Though I am on record for despising midget vs. monster shootouts as cheap freak shows, my experiences with the Trends Audio UD-10 Lite had left me impressed with the price/performance ratio of computer audio.

After reading Srajan’s introductory notes on the proprietary asynchronous protocol employed by the commendably cheap HRT Streamer II (€149 list), I decided on a comparison with my scarily expensive Nagra CDC disc player (€14.500 list) which had duly whacked the unfortunate if feisty Trends USB DAC.


The idea here was to match a technologically ambitious entry-level item against a bona fide legacy product. My rig has been with me in its present configuration for more than three years. Speakers and amplification have remained unchanged for some six years altogether. It should be noted that the only real upgrade in this period involved replacing the deservedly hallowed Meridian 508-24 CD player with the Nagra.

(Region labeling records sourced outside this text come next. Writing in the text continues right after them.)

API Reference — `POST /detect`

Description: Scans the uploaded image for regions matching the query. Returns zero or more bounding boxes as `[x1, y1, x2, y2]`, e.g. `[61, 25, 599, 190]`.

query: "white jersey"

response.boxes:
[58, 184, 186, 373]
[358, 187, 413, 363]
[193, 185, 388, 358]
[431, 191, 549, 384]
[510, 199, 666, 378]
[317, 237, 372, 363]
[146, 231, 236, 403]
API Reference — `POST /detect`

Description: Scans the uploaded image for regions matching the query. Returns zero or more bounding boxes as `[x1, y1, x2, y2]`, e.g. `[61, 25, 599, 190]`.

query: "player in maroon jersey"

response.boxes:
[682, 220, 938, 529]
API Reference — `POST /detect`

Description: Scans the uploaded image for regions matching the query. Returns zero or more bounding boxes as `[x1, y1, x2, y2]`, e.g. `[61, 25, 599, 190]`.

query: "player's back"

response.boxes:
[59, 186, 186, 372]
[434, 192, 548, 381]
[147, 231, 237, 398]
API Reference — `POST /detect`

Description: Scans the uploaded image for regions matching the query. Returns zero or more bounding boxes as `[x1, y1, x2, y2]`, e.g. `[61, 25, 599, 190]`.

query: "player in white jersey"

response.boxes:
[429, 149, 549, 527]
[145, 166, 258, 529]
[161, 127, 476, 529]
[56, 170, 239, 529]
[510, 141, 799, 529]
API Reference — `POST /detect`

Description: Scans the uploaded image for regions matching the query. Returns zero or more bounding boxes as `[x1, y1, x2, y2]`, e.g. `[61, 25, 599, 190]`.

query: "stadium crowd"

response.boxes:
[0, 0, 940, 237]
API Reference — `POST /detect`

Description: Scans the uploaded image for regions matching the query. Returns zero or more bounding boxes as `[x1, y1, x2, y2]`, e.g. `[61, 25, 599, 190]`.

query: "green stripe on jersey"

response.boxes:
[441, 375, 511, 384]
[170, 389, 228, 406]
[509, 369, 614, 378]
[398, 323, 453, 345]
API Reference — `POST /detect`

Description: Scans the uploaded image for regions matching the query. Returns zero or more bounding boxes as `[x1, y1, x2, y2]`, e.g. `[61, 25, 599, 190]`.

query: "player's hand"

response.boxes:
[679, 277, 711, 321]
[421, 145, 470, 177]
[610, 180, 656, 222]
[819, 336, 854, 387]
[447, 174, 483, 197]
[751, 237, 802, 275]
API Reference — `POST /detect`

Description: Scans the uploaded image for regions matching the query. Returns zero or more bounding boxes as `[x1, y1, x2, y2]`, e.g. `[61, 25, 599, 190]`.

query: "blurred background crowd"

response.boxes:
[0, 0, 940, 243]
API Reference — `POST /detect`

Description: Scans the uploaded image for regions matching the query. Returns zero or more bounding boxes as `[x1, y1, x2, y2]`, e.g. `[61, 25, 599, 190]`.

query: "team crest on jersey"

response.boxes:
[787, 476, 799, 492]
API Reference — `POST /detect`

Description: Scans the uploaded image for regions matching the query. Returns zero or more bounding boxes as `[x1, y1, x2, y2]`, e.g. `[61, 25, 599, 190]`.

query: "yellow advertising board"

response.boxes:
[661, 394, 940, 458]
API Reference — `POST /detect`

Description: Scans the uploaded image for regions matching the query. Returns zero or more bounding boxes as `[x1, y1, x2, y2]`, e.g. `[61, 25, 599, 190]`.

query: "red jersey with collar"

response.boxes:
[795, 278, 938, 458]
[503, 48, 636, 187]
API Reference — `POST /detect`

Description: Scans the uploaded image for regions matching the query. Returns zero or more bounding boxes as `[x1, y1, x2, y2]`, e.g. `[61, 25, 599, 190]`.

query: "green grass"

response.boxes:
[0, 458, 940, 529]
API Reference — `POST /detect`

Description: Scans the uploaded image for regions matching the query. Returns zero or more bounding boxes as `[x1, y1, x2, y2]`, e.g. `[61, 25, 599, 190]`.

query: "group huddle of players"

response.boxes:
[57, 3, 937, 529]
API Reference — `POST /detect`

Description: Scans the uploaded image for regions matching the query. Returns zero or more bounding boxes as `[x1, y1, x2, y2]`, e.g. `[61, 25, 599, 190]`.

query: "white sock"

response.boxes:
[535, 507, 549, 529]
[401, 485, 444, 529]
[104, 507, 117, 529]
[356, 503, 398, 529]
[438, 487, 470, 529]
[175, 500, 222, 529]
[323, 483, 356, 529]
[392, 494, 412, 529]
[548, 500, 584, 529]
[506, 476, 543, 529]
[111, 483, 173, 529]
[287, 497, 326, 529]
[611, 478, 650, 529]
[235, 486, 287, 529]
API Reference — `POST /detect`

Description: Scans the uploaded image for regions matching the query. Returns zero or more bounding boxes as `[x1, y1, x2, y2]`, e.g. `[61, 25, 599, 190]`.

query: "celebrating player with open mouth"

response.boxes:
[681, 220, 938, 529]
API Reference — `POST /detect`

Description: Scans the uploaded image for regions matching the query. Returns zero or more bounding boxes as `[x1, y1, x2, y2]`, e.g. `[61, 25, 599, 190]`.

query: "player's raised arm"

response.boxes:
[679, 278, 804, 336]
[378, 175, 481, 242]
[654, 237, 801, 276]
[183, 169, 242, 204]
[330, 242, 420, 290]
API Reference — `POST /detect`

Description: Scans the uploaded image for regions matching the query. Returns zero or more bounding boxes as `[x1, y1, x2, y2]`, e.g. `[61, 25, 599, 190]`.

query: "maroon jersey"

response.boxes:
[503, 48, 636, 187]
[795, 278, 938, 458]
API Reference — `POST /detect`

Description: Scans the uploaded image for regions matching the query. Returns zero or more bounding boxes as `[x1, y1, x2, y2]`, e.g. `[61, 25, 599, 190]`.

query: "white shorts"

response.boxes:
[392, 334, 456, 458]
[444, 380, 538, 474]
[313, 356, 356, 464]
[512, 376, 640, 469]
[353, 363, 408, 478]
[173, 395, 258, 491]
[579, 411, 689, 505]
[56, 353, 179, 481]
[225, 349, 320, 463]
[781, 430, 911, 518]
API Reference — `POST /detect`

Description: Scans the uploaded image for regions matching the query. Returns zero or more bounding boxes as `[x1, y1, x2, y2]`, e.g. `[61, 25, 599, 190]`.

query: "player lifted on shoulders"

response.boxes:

I had the good fortune of matching the 508 in my own setup with a number of prospective challengers including  the Meridian 808 in its first iteration as a gussied up DVD-A spinner; the all too cutting-edge Esoteric X-03; and the now extinct three-box YBA CD1 behemoth. All bettered the 508 in some respects but not to the extent of justifying the considerable sums involved in a part exchange. Having heard the Nagra, I decided that it simply played in a different league but that I could not possibly afford it. Predictably can’t afford somehow faded mysteriously. I eventually splurged on the passive-pre-included version of the Nagra as the better value. That’s audiophile economics for you.


Boring as they may be, these details are useful in explaining that today's death match was intended not as a bare-knuckle brawl between two wildly different price points—the traditional freak show as it were—but as an informed evaluation of the changes introduced in my personal reference by an alternate source of computer audio.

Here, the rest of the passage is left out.